Configuration¶

TestConfig¶

TestConfig controls a single pairwise comparison. Every parameter has a default. You only need to set the ones you want to change.

Thresholds¶

cv_thr sets the CV filter. Features with a coefficient of variation above this threshold in either condition are excluded before any statistical test. CV is computed on the raw intensity scale regardless of the is_log2 setting. A value of 1.0 keeps everything. A value of 0.3 excludes features with more than 30 percent variance. Default is 1.0.

eq_thr defines the equivalence boundary in log2 fold change units. A feature with |log2FC| below this boundary and a significant TOST result is declared equivalent. Default is 0.5.

df_thr defines the difference boundary. Features with |log2FC| above this and a significant t-test are declared differential. Must be strictly larger than eq_thr. The zone between eq_thr and df_thr is where neither test is decisive and the status is "not significant". Default is 1.0.

p_thr is the adjusted p-value threshold for both tests. A feature is declared equivalent or differential only if its adjusted p-value falls below this cutoff. Default is 0.05.

Input handling¶

is_log2 tells QuEStVar whether the input matrix is raw intensities or already log2-transformed. When False (default), CV is computed on the raw values, then the matrix is clipped at 1e-300 and log2-transformed for the statistical tests. When True, CV is computed on back-transformed values (2 ** x) while the tests run on the original log2 scale. Set this to True only when the input is already in log2 space.

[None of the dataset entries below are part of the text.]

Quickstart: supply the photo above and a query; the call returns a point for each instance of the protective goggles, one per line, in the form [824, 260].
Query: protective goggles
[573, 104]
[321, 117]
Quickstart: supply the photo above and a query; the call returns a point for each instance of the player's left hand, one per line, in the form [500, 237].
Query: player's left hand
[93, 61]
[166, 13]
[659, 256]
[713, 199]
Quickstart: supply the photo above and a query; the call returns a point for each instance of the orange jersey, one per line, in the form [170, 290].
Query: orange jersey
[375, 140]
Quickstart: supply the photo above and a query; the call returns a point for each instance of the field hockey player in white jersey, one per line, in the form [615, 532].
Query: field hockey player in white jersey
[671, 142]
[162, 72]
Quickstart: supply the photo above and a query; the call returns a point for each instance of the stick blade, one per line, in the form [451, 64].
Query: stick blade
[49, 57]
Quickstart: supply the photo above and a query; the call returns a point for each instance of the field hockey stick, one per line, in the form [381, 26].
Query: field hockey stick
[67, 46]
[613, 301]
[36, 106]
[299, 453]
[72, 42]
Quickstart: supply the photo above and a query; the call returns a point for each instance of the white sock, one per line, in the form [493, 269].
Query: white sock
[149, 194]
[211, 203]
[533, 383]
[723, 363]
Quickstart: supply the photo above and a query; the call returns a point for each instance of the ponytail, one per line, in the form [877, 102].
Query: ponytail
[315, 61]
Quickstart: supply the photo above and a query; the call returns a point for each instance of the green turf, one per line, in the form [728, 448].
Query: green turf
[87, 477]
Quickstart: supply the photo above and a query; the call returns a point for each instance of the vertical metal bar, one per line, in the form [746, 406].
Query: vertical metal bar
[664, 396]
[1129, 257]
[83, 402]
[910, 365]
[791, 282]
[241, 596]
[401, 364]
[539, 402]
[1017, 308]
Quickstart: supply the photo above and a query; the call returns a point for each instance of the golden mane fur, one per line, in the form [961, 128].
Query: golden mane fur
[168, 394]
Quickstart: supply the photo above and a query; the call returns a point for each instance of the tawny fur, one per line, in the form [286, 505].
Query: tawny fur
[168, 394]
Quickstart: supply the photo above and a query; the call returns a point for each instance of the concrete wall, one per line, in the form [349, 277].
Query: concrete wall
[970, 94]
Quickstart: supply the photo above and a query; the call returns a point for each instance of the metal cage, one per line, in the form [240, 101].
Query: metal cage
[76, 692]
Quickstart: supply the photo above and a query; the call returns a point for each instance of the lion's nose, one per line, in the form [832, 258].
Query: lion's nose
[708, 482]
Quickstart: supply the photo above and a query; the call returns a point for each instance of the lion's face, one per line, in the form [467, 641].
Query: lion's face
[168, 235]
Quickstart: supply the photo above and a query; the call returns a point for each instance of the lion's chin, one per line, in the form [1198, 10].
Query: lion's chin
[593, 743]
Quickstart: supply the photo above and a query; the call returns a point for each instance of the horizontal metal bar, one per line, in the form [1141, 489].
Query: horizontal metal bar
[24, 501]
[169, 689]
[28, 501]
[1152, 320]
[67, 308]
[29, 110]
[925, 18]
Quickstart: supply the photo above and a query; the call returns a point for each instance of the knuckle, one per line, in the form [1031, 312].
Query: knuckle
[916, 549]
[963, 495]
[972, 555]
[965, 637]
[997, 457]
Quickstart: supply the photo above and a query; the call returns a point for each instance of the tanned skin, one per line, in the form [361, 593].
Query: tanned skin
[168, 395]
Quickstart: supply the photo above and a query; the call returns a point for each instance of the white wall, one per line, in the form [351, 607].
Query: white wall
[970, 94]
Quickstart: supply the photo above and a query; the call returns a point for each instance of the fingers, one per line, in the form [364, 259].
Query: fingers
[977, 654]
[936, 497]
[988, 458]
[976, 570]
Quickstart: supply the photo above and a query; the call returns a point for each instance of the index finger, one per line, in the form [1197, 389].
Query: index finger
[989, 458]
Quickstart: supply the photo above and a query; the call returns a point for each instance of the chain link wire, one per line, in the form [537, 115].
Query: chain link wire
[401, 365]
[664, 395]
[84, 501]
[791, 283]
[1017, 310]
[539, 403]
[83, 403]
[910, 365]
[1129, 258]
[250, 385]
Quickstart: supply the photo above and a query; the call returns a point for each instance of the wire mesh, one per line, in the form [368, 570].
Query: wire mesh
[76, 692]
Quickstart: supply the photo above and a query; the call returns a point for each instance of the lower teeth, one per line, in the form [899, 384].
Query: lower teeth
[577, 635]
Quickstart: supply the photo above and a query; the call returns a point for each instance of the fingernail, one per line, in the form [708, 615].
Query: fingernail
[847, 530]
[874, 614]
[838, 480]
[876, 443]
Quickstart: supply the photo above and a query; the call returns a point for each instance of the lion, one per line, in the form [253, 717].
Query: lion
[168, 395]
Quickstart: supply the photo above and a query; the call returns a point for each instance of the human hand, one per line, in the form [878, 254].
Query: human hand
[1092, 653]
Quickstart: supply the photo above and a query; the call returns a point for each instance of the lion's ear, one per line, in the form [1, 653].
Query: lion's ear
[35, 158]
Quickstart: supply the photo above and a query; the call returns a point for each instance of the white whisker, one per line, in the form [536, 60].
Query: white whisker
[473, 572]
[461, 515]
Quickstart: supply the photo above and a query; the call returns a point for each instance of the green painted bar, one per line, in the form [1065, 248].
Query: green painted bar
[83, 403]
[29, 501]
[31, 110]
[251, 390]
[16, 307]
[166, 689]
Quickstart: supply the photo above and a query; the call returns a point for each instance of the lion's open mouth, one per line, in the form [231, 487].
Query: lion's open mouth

allow_missing controls CV computation for features with missing values. When False (default), any missing replicate produces a NaN CV and the feature is excluded. When True, CV is computed on the available replicates per feature using nan-aware mean and standard deviation. Use True when your dataset has scattered missing values and you want to keep features with partial data.

Test assumptions¶

var_equal controls the variance assumption for the t-test. When False (default), Welch's t-test is used. This does not assume equal variance between conditions. When True, Student's t-test with pooled variance is used. Welch is the safe default.

is_paired switches from independent to paired testing. When True, the paired t-test and paired TOST are used instead of the unpaired versions. Paired tests require equal numbers of replicates in each condition. Default is False.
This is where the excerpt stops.